Everything You Know About MongoDB is Wrong!
Rate this article
I joined MongoDB less than a year ago, and I've learned a lot in the time since. Until I started working towards my interviews at the company, I'd never actually used MongoDB, although I had seen some talks about it and been impressed by how simple it seemed to use.
But like many other people, I'd also heard the scary stories. "It doesn't do relationships!" people would say. "It's fine if you want to store documents, but what if you want to do aggregation later? You'll be trapped in the wrong database! And anyway! Transactions! It doesn't have transactions!"
It wasn't until I started to go looking for the sources of this information that I started to realise two things: First, most of those posts are from a decade ago, so they referred to a three-year-old product, rather than the mature, battle-tested version we have today. Second, almost everything they say is no longer true - and in some cases has never been true.
So I decided to give a talk (and now write this blog post) about the misinformation that's available online, and counter each myth, one by one.

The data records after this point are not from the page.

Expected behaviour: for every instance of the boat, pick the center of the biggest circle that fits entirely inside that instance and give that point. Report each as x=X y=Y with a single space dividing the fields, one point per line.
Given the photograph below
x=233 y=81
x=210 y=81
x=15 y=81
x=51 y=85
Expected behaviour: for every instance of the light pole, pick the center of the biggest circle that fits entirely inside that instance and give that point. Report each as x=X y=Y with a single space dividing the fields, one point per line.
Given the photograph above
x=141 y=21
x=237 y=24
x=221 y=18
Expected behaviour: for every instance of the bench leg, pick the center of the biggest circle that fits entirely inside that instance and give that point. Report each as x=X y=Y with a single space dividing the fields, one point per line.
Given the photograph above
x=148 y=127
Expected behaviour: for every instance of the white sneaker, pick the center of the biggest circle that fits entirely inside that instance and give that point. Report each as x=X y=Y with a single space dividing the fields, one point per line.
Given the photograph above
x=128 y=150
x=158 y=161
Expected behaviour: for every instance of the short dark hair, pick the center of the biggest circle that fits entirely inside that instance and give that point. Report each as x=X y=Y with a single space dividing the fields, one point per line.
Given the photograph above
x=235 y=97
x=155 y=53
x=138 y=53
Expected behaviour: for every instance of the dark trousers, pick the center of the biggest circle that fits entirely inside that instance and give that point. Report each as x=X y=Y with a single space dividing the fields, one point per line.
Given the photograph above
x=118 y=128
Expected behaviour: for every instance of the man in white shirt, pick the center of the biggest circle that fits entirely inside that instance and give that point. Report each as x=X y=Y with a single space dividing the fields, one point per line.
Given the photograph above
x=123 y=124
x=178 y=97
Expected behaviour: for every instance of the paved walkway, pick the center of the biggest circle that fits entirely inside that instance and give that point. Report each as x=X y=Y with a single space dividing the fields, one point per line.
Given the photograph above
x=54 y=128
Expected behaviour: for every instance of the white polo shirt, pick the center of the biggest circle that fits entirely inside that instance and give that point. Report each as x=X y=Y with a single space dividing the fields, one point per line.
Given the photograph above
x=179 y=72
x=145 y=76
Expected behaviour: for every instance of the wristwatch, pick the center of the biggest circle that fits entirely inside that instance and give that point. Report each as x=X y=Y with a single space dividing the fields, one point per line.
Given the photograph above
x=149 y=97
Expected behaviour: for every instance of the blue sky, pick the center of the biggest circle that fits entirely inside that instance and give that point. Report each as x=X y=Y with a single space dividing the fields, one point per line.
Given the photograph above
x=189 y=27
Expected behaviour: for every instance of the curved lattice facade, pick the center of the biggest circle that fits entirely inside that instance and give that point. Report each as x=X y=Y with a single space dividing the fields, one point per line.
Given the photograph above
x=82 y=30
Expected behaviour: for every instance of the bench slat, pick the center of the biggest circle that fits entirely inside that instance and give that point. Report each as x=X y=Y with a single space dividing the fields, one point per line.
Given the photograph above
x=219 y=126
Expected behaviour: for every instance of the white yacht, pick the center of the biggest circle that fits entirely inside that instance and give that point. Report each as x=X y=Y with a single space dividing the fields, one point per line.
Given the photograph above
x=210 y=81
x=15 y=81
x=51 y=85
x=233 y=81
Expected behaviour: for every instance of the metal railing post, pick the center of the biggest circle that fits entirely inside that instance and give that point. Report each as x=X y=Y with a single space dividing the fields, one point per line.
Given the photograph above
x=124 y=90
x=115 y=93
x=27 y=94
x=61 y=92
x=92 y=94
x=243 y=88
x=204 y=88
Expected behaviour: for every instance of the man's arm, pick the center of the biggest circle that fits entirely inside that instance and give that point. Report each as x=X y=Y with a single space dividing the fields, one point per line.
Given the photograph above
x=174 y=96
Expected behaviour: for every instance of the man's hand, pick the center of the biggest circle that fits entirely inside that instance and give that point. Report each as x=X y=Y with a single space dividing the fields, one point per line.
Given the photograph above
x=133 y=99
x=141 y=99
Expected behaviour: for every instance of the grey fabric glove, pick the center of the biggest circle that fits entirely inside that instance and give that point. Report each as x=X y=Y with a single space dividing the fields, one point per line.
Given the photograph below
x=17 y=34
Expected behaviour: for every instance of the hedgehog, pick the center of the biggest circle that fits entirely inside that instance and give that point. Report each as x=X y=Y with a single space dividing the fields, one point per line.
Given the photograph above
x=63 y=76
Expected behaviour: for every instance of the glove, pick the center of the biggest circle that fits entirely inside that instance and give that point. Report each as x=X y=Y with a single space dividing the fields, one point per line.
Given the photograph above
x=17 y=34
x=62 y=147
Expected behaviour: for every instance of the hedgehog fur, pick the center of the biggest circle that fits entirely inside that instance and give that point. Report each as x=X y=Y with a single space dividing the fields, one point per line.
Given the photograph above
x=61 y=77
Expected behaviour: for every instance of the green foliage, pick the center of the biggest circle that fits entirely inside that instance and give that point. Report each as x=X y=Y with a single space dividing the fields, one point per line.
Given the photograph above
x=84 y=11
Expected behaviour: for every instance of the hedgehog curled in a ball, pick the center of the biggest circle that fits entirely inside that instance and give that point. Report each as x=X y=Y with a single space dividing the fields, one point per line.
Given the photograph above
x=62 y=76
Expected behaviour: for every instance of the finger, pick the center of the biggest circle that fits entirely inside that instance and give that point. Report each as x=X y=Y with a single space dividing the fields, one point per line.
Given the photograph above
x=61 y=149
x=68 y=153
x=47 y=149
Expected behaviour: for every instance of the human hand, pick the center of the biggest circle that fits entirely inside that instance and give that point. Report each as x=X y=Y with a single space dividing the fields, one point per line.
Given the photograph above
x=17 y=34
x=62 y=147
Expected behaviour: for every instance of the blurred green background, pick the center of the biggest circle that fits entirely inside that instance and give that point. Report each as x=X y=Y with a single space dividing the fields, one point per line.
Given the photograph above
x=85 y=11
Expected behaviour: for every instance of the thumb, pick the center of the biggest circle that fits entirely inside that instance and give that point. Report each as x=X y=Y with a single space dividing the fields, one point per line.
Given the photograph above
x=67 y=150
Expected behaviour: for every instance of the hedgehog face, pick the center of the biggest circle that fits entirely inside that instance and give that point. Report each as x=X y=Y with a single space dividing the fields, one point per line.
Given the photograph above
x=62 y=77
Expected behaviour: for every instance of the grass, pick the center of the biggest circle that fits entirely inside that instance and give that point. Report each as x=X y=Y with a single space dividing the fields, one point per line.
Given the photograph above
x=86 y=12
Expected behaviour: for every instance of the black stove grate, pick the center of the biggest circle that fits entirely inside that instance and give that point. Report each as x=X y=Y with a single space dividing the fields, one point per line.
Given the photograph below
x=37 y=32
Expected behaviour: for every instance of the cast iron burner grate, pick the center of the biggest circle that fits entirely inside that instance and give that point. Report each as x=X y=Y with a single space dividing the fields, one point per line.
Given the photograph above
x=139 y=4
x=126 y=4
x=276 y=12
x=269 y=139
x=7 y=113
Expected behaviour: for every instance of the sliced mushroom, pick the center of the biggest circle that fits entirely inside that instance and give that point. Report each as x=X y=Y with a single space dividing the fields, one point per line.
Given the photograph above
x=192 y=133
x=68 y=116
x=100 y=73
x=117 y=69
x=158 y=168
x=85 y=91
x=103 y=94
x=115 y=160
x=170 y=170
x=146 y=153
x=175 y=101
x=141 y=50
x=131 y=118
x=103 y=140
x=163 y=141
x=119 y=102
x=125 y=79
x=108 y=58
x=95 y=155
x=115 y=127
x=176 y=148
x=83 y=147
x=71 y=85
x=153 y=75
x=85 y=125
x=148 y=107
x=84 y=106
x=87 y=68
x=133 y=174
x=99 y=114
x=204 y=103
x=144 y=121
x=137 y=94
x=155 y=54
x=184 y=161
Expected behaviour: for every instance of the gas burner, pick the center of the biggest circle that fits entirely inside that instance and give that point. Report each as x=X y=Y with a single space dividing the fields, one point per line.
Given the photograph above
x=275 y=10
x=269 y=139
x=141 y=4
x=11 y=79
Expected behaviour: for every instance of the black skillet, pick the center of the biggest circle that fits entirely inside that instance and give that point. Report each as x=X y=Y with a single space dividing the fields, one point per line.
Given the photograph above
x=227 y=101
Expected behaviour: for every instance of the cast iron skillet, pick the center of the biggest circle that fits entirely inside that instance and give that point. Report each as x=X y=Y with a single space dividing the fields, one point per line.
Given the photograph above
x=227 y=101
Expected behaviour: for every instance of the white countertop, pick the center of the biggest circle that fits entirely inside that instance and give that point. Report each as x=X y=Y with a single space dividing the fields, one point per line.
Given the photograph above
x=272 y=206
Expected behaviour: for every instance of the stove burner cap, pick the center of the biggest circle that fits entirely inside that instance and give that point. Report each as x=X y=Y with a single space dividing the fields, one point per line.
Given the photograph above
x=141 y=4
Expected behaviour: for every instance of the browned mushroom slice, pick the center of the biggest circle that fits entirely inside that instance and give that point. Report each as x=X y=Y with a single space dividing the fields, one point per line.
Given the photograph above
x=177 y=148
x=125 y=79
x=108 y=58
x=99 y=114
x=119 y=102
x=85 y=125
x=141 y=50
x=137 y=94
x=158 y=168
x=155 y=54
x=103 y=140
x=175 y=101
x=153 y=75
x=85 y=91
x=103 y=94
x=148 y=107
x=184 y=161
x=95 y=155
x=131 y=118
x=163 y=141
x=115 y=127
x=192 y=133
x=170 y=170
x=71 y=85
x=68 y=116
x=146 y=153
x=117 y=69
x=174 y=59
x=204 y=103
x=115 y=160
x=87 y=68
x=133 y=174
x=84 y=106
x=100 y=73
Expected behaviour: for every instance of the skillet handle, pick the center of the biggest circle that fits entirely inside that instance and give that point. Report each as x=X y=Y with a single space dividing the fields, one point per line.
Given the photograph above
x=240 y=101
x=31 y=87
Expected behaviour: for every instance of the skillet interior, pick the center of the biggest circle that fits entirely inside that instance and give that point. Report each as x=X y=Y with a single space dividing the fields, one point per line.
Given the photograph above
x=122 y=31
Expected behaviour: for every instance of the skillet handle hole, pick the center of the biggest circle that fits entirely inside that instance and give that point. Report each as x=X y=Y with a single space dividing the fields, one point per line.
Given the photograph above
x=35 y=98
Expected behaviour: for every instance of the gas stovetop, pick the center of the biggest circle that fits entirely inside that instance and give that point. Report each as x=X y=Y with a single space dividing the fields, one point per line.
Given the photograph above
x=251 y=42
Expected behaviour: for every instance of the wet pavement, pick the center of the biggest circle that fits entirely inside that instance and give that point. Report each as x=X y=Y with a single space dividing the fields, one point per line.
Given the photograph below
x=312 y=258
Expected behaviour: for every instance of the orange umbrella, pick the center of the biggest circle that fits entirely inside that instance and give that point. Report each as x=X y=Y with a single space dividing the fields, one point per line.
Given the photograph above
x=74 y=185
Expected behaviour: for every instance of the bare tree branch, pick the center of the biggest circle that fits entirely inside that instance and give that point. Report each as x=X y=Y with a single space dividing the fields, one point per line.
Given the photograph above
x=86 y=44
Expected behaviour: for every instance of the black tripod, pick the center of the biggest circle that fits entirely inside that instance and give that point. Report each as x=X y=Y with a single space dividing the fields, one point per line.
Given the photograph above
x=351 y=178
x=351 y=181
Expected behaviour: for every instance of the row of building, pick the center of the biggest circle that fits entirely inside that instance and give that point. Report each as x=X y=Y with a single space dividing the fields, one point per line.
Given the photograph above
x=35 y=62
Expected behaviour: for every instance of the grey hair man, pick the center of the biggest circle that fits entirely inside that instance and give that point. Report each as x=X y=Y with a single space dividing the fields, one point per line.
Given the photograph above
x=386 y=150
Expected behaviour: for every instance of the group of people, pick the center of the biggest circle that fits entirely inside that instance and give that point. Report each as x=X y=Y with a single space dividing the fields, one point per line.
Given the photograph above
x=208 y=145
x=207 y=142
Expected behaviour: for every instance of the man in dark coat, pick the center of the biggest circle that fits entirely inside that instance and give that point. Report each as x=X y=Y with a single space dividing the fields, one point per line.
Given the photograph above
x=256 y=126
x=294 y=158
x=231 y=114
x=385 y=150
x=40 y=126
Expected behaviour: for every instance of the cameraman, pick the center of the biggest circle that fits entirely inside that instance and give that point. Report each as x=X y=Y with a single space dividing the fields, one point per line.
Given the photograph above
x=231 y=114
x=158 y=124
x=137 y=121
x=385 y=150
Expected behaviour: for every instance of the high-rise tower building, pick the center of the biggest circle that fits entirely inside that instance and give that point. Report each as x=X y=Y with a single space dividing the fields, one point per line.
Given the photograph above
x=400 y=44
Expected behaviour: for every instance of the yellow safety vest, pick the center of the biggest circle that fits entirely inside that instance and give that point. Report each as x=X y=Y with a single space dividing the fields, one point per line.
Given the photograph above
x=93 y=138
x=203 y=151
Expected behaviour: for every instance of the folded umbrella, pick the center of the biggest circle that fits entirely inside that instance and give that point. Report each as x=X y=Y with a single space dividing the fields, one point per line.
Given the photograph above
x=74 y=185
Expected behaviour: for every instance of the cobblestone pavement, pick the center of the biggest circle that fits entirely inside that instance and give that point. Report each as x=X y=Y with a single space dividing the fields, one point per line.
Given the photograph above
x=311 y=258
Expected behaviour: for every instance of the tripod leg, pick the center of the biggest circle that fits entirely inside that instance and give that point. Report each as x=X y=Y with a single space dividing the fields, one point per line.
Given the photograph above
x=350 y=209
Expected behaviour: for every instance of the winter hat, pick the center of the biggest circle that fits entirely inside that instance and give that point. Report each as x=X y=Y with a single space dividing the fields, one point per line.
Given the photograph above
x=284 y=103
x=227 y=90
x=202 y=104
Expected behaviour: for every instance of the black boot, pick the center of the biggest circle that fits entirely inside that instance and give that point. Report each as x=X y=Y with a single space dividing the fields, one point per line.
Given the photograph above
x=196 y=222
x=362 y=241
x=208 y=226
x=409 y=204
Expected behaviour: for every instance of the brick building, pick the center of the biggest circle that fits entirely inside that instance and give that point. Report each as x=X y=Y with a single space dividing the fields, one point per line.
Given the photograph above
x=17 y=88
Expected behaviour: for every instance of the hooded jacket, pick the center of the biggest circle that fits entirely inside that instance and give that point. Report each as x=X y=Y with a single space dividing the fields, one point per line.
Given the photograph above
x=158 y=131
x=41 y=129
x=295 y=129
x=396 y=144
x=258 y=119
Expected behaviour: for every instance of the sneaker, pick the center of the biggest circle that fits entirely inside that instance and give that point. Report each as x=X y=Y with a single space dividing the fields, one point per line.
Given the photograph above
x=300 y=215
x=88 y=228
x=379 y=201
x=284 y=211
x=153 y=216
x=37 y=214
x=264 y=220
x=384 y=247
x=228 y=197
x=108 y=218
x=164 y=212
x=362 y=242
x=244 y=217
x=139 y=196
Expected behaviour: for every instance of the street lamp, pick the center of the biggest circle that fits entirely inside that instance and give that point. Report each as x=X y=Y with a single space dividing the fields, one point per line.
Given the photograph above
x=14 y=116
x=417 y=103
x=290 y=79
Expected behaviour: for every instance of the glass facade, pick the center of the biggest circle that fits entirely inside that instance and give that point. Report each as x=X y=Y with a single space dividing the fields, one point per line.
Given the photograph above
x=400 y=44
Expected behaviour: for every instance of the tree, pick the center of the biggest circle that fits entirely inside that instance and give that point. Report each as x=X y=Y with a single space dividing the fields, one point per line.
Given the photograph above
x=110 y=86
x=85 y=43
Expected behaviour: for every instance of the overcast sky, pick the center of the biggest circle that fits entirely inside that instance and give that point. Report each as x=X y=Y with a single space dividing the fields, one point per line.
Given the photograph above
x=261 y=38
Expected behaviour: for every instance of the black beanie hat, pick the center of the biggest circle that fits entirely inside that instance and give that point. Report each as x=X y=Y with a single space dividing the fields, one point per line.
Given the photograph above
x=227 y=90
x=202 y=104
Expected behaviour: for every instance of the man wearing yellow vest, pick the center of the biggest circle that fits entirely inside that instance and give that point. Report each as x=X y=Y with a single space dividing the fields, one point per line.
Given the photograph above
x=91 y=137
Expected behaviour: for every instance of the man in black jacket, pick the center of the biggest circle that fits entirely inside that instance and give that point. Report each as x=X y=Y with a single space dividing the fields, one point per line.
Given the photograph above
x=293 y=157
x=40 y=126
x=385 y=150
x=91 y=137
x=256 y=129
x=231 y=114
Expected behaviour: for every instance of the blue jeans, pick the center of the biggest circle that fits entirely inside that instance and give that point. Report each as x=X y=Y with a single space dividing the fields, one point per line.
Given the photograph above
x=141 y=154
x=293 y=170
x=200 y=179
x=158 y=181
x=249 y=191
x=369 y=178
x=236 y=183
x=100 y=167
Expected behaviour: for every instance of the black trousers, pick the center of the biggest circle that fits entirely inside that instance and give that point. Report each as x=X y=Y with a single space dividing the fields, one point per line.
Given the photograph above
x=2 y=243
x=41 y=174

There's a YouTube video with a couple of dogs in it (dogs? I think they're dogs). You've probably seen it - one of them is that kind of blind follower of new technology who's totally bought into MongoDB, without really understanding what they've bought into. The other dog is more rational and gets frustrated by the first dog's refusal to come down to Earth.
I was sent a link to this video by a friend of mine on my first day at MongoDB, just in case I hadn't seen it. (I had seen it.) Check out the date at the bottom! This video's been circulating for over a decade. It was really funny at the time, but these days? Almost everything that's in there is outdated.
We're not upset. In fact, many people at MongoDB have the character on a T-shirt or a sticker on their laptop. He's kind of an unofficial mascot at MongoDB. Just don't watch the video looking for facts. And stop sending us links to the video - we've all seen it!
Before launching into some things that MongoDB isn't, let's just summarize what MongoDB actually is.
MongoDB is a distributed document database. Clusters (we call them replica sets) are mostly self-managing - once you've told each of the machines which other servers are in the cluster, then they'll handle it if one of the nodes goes down or there are problems with the network. If one of the machines gets shut off or crashes, the others will take over. You need a minimum of 3 nodes in a cluster, to achieve quorum. Each server in the cluster holds a complete copy of all of the data in the database.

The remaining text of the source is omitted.